Another large-scale project to test the grid-stabilising capabilities of battery-based energy storage systems will be launched at a solar farm in England, led by the National Grid, which is responsible for the UK’s electrical transmission network infrastructure.
The UK arm of the German PV power plant technology firm, Belectric, has officially announced its participation in the Enhanced Frequency Control Capability (EFCC) project, which aims to test the suitability of various new technologies to assist the control of system frequency. In other words, renewables and related low carbon technologies like energy storage and demand side response will be trialled for their ability to replace the role of thermal power generation like coal and gas to provide frequency response.
National Grid received approval and funding for EFCC through the national energy regulator, Ofgem. It is hoped that in addition to providing a viable alternative to fossil fuel spinning reserve, EFCC might also show that energy storage can help prevent the need for expensive infrastructure updates. For example, new infrastructure like substations could be built to move electricity from one part of the grid to another in order to provide balance. On the other hand, storing the electricity until it is needed in a battery could be an alternative to this costly process.
Belectric UK arm will provide energy management and storage technology to two battery storage projects for EFCC. One of these will be co-located at Willersey Solar Farm, a 3.8MWp project completed towards the end of last year by the company in the west of England using thin-film PV modules. Willersey, also known as Rainbows Solar Farm, is a part community-owned installation, for which Belectric sold bonds through a crowdfunding scheme and also houses a nature sanctuary.
Not many technical details of the two battery systems, which will be designed, constructed, connected and operated by Belectric, have been revealed as yet. The system at Willersey will be supplied directly by the PV system, while the other battery system will be placed on the grid, where it will draw its power from the network’s excess during low demand periods. The idea is to develop a comparison between the two methods for locating grid-balancing energy storage systems (ESS). The ESS projects will monitor the voltage from their respective connections and react to changes in frequency of AC signals. Belectric hopes that the fast response time – around 25 milliseconds – of the systems will compare favourably to the slower ramping up times of fossil fuels plants and therefore work more economically by using less energy overall.
The company recently completed a similar project in Germany at a solar farm in Brandenburg, where a 2,000KWh lead-acid energy storage system, ‘Energy Buffer Unit’, was installed at the site of an existing 67.8MW solar power station.
At the time of the installation of the project in Germany, Belectric UK’s Duncan Bott told PV Tech Storage's sister site PV Tech that energy storage could open up a new era for renewables.

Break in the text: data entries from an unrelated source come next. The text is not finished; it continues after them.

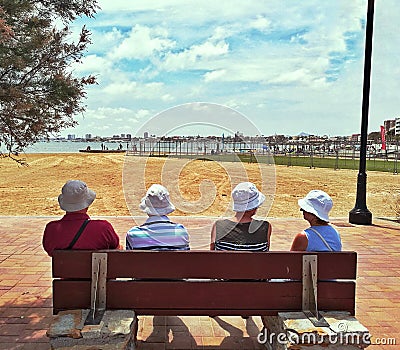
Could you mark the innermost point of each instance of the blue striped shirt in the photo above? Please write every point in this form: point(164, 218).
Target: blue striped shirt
point(250, 236)
point(158, 233)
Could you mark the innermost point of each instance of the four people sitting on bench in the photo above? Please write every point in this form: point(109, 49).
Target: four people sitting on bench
point(158, 232)
point(242, 232)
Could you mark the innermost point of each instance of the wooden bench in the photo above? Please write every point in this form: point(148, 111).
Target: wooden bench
point(204, 282)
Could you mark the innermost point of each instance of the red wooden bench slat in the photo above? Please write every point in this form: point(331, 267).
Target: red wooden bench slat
point(204, 298)
point(204, 264)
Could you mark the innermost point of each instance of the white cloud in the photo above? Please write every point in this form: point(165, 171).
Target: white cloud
point(193, 57)
point(142, 42)
point(278, 63)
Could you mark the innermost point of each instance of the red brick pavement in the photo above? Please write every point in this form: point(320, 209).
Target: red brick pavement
point(25, 287)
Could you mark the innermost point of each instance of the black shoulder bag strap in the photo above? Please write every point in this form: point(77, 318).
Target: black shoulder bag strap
point(78, 234)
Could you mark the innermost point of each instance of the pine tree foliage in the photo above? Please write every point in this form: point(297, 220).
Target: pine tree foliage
point(39, 93)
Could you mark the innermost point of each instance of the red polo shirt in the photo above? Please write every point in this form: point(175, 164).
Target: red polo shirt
point(98, 234)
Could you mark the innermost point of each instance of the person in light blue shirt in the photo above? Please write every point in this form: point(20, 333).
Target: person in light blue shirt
point(320, 236)
point(158, 232)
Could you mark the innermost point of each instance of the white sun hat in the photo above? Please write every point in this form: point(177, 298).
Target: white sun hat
point(246, 196)
point(75, 195)
point(156, 201)
point(317, 202)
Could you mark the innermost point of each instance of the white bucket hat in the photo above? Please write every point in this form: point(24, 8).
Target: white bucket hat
point(156, 201)
point(246, 196)
point(318, 203)
point(75, 195)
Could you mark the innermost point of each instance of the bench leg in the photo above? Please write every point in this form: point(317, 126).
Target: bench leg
point(133, 344)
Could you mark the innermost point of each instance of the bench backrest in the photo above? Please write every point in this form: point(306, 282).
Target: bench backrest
point(224, 283)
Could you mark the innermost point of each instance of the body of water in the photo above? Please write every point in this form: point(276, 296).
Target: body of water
point(72, 147)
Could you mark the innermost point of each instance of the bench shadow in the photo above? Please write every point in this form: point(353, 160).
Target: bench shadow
point(171, 330)
point(236, 339)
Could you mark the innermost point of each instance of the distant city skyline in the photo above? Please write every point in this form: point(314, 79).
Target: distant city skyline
point(286, 66)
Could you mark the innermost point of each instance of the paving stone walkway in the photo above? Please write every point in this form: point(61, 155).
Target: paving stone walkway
point(25, 287)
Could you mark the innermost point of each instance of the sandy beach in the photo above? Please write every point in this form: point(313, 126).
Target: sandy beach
point(33, 190)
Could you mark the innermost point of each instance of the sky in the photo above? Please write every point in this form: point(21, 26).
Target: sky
point(284, 66)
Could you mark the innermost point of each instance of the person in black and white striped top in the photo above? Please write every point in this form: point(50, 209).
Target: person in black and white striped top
point(242, 232)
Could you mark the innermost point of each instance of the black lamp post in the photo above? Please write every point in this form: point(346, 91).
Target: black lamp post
point(360, 213)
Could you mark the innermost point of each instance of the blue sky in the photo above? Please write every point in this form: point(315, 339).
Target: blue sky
point(286, 66)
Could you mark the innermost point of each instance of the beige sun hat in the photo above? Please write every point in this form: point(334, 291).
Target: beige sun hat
point(157, 201)
point(317, 202)
point(246, 197)
point(75, 195)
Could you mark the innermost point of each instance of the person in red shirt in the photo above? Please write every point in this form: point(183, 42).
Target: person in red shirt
point(75, 198)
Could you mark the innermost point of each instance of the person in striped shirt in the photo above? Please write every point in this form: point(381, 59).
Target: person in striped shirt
point(158, 232)
point(242, 232)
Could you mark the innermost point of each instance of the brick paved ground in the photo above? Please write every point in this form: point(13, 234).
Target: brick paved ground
point(25, 287)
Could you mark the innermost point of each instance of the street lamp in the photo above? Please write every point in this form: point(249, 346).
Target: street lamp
point(360, 213)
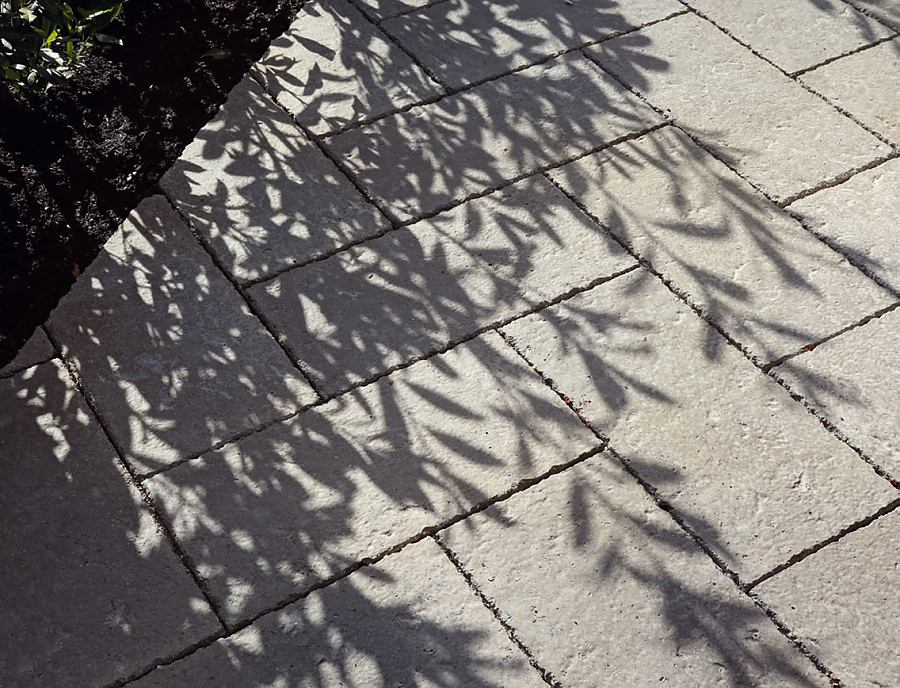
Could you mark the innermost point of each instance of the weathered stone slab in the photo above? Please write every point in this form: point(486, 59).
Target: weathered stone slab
point(604, 589)
point(433, 156)
point(860, 217)
point(764, 124)
point(867, 85)
point(410, 620)
point(91, 592)
point(262, 195)
point(853, 381)
point(167, 348)
point(333, 67)
point(750, 470)
point(794, 35)
point(841, 602)
point(751, 267)
point(467, 41)
point(290, 506)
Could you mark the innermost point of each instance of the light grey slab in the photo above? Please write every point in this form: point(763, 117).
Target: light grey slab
point(464, 41)
point(165, 346)
point(745, 262)
point(90, 591)
point(302, 500)
point(762, 123)
point(333, 67)
point(410, 620)
point(842, 603)
point(604, 589)
point(751, 471)
point(436, 155)
point(261, 194)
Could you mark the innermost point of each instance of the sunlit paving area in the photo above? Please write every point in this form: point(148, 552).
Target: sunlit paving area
point(485, 344)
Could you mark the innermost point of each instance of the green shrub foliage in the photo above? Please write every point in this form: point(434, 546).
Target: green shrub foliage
point(41, 41)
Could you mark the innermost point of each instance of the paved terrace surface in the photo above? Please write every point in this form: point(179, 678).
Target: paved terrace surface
point(547, 342)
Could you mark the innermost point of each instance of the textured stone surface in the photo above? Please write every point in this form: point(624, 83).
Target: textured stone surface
point(295, 503)
point(261, 194)
point(90, 591)
point(842, 601)
point(794, 35)
point(166, 348)
point(604, 589)
point(762, 123)
point(466, 41)
point(334, 67)
point(854, 381)
point(751, 471)
point(438, 154)
point(867, 85)
point(752, 268)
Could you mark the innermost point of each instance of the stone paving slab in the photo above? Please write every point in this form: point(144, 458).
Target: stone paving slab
point(296, 503)
point(466, 41)
point(166, 347)
point(632, 601)
point(867, 85)
point(261, 194)
point(410, 620)
point(751, 471)
point(751, 267)
point(762, 123)
point(432, 156)
point(794, 35)
point(333, 67)
point(90, 590)
point(852, 381)
point(842, 604)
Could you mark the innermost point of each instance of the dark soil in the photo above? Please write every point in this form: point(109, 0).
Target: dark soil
point(76, 160)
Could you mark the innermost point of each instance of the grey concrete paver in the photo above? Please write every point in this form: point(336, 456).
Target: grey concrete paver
point(261, 194)
point(167, 349)
point(290, 506)
point(762, 123)
point(604, 589)
point(333, 67)
point(746, 263)
point(435, 155)
point(464, 41)
point(752, 472)
point(410, 620)
point(91, 591)
point(841, 602)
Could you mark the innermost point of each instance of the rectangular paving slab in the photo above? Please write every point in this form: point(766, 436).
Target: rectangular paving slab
point(841, 602)
point(165, 346)
point(261, 194)
point(746, 263)
point(410, 620)
point(750, 470)
point(762, 123)
point(605, 590)
point(436, 155)
point(91, 591)
point(302, 500)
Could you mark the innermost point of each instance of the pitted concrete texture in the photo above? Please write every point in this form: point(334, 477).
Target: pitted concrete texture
point(752, 268)
point(751, 472)
point(334, 67)
point(292, 505)
point(167, 349)
point(410, 620)
point(261, 194)
point(91, 590)
point(632, 601)
point(792, 144)
point(841, 603)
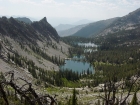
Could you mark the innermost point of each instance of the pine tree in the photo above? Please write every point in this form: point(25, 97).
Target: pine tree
point(74, 98)
point(134, 99)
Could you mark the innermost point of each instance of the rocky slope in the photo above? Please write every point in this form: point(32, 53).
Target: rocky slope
point(37, 42)
point(127, 22)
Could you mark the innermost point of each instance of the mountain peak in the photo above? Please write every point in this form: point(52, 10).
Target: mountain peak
point(44, 19)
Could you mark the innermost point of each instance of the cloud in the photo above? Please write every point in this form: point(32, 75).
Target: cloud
point(25, 2)
point(53, 2)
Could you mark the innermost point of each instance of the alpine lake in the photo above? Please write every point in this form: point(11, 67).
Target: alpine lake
point(78, 63)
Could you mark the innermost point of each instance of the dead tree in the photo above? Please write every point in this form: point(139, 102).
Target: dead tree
point(25, 91)
point(111, 91)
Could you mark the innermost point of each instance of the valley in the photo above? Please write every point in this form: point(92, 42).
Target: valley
point(98, 65)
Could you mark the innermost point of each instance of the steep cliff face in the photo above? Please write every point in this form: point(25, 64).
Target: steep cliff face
point(37, 41)
point(44, 28)
point(27, 32)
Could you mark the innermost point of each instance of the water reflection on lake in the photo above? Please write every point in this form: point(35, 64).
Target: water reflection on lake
point(77, 66)
point(87, 44)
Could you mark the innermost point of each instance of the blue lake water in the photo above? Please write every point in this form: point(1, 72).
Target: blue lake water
point(77, 66)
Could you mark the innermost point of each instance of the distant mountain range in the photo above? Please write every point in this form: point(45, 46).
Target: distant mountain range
point(94, 28)
point(110, 26)
point(24, 19)
point(62, 27)
point(38, 42)
point(71, 31)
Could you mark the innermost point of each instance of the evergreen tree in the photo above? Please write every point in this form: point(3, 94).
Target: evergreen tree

“The various network operators around the world are starting to progress towards the recognition that historically, it was thought that renewable energy was disruptive to the network and now that’s starting to shift towards a recognition that actually, renewable energy can offer solutions to stabilising the national networks and we are progressing toward recognising how that is achievable,” Bott said.
The National Grid EFCC scheme, which received £6.9 million (US$10.9 million) in funding in November through Ofgem, will also see Alstom install a rapid-response voltage and frequency control system and Centrica install a similar project to Belectric using large-scale thermal power generation and wind farms. UK universities have also signed up as partners for the EFCC programme.